On connaît Martin Veyron comme étant l’auteur de la série Bernard Lermite, de L’amour-propre, Executive woman, Cru bourgeois, Blessure d’amour-propre et de nombreux autres titres croquant avec une ironie mordante les bourgeois parisiens plus ou moins branchés. Mais voici que cet observateur aiguisé des mœurs contemporaines tourne le dos aux lumières de la ville pour mettre les pieds dans la glèbe. Dans la Russie profonde de la fin du XIXe siècle, il met en scène des moujiks à peine sortis du Moyen Age et du servage, survivant péniblement sur une terre ingrate, en adaptant un conte signé en 1886 par Léon Tolstoï, disponible chez Flammarion en "GF" dans le recueil de nouvelles Maître et serviteur.

Ce qu’il faut de terre à l’homme se déploie dans un village iconique fait de chemins boueux et de minuscules isbas blotties autour d’une typique église orthodoxe à bulbes.

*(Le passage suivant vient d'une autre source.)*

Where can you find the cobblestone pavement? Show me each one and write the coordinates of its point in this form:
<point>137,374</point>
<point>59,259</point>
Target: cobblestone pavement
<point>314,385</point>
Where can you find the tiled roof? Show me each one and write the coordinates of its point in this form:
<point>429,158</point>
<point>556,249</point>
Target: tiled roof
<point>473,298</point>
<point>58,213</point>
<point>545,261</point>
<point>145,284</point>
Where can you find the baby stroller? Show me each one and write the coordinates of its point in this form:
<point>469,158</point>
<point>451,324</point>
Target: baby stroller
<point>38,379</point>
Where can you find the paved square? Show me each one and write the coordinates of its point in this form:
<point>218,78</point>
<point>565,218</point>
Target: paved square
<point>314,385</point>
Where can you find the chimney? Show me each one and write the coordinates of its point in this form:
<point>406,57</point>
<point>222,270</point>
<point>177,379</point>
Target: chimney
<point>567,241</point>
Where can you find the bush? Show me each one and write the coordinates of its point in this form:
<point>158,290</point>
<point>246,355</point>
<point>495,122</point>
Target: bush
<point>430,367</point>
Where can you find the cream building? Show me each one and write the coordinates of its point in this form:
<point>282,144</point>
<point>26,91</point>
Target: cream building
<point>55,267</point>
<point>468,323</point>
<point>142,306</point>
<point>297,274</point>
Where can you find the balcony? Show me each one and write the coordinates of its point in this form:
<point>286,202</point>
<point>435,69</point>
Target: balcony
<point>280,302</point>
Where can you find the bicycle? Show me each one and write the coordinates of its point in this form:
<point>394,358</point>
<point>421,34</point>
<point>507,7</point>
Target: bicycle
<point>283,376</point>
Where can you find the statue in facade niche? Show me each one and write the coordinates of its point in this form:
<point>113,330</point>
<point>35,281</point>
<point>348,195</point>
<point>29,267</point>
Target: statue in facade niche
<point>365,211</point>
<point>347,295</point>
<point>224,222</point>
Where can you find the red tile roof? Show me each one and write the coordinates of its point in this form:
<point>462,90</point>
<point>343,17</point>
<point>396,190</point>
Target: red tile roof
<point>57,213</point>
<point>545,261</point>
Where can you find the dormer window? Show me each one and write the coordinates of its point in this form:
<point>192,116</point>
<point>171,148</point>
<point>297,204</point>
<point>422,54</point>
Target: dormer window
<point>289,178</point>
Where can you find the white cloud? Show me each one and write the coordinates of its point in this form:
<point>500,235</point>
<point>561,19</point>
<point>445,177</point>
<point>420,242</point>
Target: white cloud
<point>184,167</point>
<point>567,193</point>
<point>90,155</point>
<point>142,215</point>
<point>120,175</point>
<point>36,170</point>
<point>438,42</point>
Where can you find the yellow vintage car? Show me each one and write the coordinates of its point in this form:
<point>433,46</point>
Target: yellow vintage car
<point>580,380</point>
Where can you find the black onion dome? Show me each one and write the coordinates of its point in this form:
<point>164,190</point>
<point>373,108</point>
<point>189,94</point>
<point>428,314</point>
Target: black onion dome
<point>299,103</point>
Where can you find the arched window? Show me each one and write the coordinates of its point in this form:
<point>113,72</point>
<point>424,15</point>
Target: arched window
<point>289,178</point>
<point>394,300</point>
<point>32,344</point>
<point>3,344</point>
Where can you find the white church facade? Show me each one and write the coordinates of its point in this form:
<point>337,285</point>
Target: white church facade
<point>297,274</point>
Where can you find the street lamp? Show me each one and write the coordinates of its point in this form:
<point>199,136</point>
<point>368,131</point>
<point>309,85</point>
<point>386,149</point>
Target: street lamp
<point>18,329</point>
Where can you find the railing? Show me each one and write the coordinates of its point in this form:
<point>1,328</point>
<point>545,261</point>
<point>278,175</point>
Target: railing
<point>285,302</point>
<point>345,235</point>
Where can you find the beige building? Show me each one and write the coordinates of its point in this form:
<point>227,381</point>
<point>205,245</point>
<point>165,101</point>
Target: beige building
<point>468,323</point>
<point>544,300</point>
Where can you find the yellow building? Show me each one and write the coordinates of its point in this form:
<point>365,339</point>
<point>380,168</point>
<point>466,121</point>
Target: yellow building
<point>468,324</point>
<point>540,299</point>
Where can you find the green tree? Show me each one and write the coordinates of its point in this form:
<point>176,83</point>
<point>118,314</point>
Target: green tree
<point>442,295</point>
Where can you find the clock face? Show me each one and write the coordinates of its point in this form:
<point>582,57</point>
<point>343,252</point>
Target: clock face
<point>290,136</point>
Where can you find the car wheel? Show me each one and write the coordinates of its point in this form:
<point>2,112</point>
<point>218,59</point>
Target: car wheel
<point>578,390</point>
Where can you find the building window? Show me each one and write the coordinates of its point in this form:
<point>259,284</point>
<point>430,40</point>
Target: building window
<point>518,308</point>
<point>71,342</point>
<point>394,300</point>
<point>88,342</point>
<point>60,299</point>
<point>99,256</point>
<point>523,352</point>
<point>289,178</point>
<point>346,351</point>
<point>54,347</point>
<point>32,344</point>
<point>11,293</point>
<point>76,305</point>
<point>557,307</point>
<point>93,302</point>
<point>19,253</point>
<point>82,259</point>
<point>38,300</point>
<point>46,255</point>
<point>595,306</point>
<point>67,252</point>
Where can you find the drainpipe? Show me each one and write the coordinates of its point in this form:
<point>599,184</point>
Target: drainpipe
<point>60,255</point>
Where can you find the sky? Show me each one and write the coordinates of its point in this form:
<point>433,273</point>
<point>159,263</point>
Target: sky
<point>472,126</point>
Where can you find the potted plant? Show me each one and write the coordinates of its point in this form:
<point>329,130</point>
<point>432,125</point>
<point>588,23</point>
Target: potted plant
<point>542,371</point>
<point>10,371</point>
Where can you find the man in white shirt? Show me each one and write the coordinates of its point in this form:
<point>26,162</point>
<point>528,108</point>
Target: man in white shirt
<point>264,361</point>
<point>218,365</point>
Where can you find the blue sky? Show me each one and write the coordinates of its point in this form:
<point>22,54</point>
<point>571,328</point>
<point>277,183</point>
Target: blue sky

Un couple de paysans y vit sans autre ambition que d’extraire sa nourriture de quelques arpents de terres où il cultive des céréales et élève quelques vaches, poules, cochons. Même le riche beau-frère et la sœur de la moujike ne parviennent pas à les convaincre de voir la vie en grand, de se muer en capitalistes ruraux à défaut de les suivre à la ville.

Pourtant la vie à la campagne n’est pas une sinécure. Pour joindre les deux bouts, les paysans doivent laisser divaguer leur bétail sur les terres de la barynia locale, lui chiper quelques pommes voire des stères de bois pour l’hiver, braconner sur ses terres. Or, moins compréhensif que sa mère, le fils de la barynia se met en tête de remettre de l’ordre. Il embauche un intendant dont le zèle conduit les paysans à la misère. Et si ceux-ci parviennent à en sortir un temps en rachetant collectivement les terres, ils vont rapidement se diviser sur l’usage à en faire.

Le récit prend la forme d’une fable sur l’avidité des hommes, qui fait voler en éclats la solidarité villageoise au profit d’une dynamique fatale d’enrichissement individuel. Pour le mener avec la cocasserie qui est sa marque de fabrique, Martin Veyron réinvente largement son style. Il introduit des petites séquences pleines de drôlerie et de poésie, faisant de l’affrontement de l’intendant et de deux moujiks sur un étang gelé, ou d’une expédition en traîneau dans une tempête de neige, de beaux morceaux de bravoure.